When the buyers cannot observe the quality (read as value), they’re willing to pay the value they associate with a car of randomly drawn quality from the overall distribution. For a risk neutral buyer this is equal to the average quality (less if risk averse). This means that the seller of a higher quality car and one of a low-quality car can expect to sell at the same price. Now let's say that the costs associated with selling the highest quality cars are lower than that price, high quality sellers will exit the market, which lowers the average quality, and leads to a lower price. This then leads to more relatively high-quality sellers leaving the market, and the cycle continues, and can often lead the market to collapse.

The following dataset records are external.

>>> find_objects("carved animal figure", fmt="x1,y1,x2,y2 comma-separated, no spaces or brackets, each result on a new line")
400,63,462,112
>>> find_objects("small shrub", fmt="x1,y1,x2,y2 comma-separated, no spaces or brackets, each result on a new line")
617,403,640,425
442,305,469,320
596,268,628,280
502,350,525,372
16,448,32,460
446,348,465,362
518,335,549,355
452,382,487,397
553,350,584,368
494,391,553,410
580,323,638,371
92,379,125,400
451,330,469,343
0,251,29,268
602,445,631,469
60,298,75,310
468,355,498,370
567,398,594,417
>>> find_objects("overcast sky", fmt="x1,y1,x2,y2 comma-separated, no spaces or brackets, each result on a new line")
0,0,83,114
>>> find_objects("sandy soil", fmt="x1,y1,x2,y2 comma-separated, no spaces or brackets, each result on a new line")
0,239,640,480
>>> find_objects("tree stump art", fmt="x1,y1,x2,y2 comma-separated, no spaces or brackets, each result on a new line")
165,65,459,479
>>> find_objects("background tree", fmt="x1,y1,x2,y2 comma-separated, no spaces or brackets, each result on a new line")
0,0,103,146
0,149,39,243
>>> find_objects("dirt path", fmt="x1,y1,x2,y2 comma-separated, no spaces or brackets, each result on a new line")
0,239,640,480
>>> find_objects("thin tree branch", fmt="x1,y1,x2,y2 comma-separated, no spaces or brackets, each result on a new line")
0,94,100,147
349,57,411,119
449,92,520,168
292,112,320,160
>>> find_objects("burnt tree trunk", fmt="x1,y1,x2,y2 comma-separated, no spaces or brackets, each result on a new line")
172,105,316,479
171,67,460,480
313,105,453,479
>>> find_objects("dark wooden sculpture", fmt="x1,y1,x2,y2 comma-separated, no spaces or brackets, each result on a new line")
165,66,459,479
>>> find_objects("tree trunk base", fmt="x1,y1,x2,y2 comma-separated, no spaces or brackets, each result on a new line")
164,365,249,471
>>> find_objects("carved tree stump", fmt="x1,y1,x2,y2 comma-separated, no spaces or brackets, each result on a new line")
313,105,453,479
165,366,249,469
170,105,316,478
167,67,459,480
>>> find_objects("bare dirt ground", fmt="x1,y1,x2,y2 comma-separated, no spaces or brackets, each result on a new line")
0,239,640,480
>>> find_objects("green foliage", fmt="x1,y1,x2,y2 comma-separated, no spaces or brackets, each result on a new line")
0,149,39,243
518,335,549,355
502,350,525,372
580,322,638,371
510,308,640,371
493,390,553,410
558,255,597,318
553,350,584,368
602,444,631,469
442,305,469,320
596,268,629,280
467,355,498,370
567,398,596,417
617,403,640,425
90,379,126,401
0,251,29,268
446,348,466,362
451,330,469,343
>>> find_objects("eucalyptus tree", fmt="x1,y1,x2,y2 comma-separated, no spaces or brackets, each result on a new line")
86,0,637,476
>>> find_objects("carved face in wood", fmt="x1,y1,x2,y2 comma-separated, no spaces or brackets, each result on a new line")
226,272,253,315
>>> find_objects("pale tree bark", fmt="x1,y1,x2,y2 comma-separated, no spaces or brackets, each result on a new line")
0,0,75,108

To make things more concrete, let's say buyers are risk neutral, the quality of cars is uniformly distributed between 0 and 1, and the cost of supplying a car of quality Q is (3/4)Q (33% markups). When all cars are in the market, consumers are willing to pay 1/2 for a car of unobservable quality. Then its no longer profitable to sell a car of quality > 2/3, so these sellers exit and the average quality in the market falls to 1/3. Now consumers are only willing to play 1/3 for a car, and its no longer profitable to sell a car of quality > 4/9, so average quality falls to 2/9. If we keep iterating this process, we’ll get arbitrary close to an average quality of 0, and thus the only equilibrium is one where no cars are sold.
How do we resolve this issue? We need a way for buyers to get some information about quality. Both buyers and sellers would be on board for this type of resolution because buyers want to buy, sellers want to sell, and this isn’t possible without some kind of intervention. This explains why in the US car dealerships don’t put up much effort against things like “carfax” even though it weakens their negotiation abilities by giving the opposing party information. In financial markets rating agencies often fill this role. When these agencies are unbiased and accurate (rip 2008 CDOs) they work toward the benefit of the seller (a company raising capital) and the buyer (investors).
How does this relate to ESGs and climate friendliness? It’s fairly easy to argue that (all else hold constant), a company that’s more climate friendly has higher expected profit (and/or lower risk) than an identical company that is less climate friendly. One easy argument for this is that we expect a less climate friendly company to face cost increases from the direct and indirect effect of future climate regulations. Another is that the number of climate conscious consumers is increasing overtime. Either way being less climate friendly is a negative sign for future returns, and investors would like to price this in.
Since being more climate friendly is often more expensive, unless we can observe climate friendless, we are back in the lemons world.